This is what it might look like for all these characters:
var LetterI = new OcrLetter() {
Name = "I",
BlackPixels = new List<Point>() { new Point (3, 0) }
}
var LetterA = new OcrLetter() {
Name = "A",
WhitePixels = new List<Point>() { new Point(2, 4) }
}
var LetterO = new OcrLetter() {
Name = "O",
BlackPixels = new List<Point>() { new Point(3, 2) },
WhitePixels = new List<Point>() { new Point(2, 2) }
}
var LetterB = new OcrLetter() {
Name = "B",
BlackPixels = new List<Point>() { new Point(3, 1) },
WhitePixels = new List<Point>() { new Point(3, 2) }
}
var LetterL = new OcrLetter() {
Name = "L",
BlackPixels = new List<Point>() { new Point(1, 1), new Point(3, 4) },
WhitePixels = new List<Point>() { new Point(2, 2) }
}
This is challenging to do manually for 5 characters and gets much harder the greater the amount of letters that are added. You also want to guarantee that you have the minimum set of unique characteristics of a letter since you want it to be optimized as much as possible.
I want to create an algorithm that will identify the unique characteristics of all the letters and would generate similar code to that above. I would then use this optimized black/white matrix to identify characters.
How do I take the 26 letters that have all their black/white pixels filled in (e.g. the CreateLetter code block) and convert them to an optimized set of unique characteristics that define a letter (e.g. the new OcrLetter() code block)? And how would I guarantee that it is the most efficient definition set of unique characteristics (e.g. instead of defining 6 points as the unique characteristics, there might be a way to do it with 1 or 2 points, as the letter "I" in my example was able to).
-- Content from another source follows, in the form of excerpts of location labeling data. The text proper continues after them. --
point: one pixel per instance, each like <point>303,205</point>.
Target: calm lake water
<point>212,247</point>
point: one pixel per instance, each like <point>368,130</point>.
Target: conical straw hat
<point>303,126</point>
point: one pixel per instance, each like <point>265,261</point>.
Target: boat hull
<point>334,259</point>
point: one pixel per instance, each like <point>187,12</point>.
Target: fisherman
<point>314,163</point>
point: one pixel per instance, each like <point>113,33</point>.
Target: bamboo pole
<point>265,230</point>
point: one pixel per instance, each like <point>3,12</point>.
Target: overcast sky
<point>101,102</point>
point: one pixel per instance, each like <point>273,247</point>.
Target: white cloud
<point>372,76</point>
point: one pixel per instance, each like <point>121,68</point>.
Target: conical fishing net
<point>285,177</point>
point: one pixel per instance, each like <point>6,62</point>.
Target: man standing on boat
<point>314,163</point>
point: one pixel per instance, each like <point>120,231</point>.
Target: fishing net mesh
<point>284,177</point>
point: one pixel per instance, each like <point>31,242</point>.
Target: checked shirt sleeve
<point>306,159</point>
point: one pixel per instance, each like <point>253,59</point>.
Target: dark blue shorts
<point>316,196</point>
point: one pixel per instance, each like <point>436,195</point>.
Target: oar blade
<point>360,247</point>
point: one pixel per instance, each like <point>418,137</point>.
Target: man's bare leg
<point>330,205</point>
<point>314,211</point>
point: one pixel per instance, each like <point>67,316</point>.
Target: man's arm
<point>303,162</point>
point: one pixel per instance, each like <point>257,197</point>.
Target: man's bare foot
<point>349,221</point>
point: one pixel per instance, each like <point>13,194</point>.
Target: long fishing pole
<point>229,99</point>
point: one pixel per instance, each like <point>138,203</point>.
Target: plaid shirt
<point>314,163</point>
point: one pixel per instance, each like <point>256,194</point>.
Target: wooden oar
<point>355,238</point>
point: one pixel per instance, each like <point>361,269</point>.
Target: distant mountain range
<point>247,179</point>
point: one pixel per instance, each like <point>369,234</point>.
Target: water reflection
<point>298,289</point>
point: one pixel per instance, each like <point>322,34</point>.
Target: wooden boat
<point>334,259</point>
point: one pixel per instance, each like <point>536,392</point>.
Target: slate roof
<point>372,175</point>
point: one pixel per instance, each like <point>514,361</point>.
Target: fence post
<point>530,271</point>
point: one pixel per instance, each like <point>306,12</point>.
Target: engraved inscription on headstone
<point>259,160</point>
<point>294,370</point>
An alternative solution I've come up with is using a hash table, which will reduce it from 2,860 iterations to 110 iterations, a 26 time reduction. This is how it might work:
I would populate it with data similar to the following:
Letters["01110 00100 00100 00100 01110"] = "I";
Letters["00100 01010 01110 01010 01010"] = "A";
Letters["00100 01010 01010 01010 00100"] = "O";
Letters["01100 01010 01100 01010 01100"] = "B";
Now when I reach a location in the image to process, I convert it to a string such as: "01110 00100 00100 00100 01110" and simply find it in the hash table. This solution seems very simple, however, this still requires 110 iterations to generate this string for each letter.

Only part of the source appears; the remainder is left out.